Unir idades e reencontrar amigos A associação Une.Idades, uma das plataformas que integra o programa Partilha Casa promovido pelo MEO e lançado em dezembro passado, pretende precisamente, “unir idades”. “Unir duas gerações, com tudo o que cada uma tem de melhor, numa casa. E assim criar soluções de vida apoiada e partilhada, com muitos benefícios para ambos”, descreve no seu site oficial. Por um lado, os seniores disponibilizam um quarto da sua casa e com isso “beneficiam da companhia do estudante, recebem alguma ajuda em tarefas domésticas leves e recebem um valor mensal extra para contribuição de despesas”. Por outro, os jovens universitários têm acesso a um alojamento seguro, confortável e acessível, beneficiando ainda da companhia e apoio do sénior.
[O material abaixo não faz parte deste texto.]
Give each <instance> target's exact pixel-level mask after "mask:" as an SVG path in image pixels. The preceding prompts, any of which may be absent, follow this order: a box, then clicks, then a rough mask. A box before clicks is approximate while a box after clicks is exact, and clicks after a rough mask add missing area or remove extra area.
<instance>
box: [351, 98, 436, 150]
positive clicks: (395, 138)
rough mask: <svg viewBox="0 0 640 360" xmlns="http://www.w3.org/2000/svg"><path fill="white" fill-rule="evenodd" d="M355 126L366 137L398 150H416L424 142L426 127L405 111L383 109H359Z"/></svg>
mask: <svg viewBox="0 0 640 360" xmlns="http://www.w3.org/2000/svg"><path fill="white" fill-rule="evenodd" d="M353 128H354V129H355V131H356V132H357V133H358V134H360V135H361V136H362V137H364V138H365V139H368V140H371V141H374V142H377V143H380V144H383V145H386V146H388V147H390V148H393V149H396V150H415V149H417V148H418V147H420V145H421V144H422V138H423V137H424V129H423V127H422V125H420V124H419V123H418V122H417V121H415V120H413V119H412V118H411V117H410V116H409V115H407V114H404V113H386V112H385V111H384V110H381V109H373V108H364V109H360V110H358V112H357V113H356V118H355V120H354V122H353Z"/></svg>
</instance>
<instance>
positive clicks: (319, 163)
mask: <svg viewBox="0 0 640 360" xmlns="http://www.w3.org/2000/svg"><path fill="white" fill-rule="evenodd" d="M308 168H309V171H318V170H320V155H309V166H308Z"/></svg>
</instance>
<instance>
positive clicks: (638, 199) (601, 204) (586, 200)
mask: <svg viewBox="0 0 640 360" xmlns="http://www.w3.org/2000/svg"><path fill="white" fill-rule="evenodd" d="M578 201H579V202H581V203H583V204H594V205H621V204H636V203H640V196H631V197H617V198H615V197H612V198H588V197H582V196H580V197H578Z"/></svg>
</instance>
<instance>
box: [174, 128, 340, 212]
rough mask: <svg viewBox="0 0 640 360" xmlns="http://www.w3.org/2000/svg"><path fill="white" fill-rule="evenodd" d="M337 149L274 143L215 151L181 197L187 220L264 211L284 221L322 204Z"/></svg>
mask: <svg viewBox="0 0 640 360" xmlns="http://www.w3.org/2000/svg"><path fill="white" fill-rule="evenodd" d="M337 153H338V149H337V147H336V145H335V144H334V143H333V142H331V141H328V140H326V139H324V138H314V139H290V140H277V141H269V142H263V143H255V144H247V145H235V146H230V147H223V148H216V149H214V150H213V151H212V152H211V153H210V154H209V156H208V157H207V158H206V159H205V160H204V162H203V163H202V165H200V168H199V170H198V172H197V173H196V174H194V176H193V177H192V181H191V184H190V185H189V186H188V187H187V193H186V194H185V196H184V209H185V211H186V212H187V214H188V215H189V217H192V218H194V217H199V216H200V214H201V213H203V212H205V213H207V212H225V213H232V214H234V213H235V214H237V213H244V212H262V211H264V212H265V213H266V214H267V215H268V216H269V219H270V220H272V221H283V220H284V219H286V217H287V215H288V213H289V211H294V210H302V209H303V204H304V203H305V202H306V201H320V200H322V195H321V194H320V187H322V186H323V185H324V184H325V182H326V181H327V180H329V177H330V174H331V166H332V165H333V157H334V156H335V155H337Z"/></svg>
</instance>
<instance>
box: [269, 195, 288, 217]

Recorde-se que, de acordo com os dados do Observatório da Solidão, divulgados em 2022, 70% dos idosos em Portugal dizem sentir-se sós. Além disso, os Censos 2021 revelaram que 1.750 milhões de idosos vivem sozinhos em Portugal. Em junho, a CNN revelou que desde o seu lançamento, o programa já juntou “dezenas” de pares entre as “mais de mil candidaturas” que recebeu desde então. Só a Une.Idades – que é uma dessas associações e atua na região de Lisboa –, já ajudou a criar dez matches entre seniores e jovens estudantes universitários deslocados.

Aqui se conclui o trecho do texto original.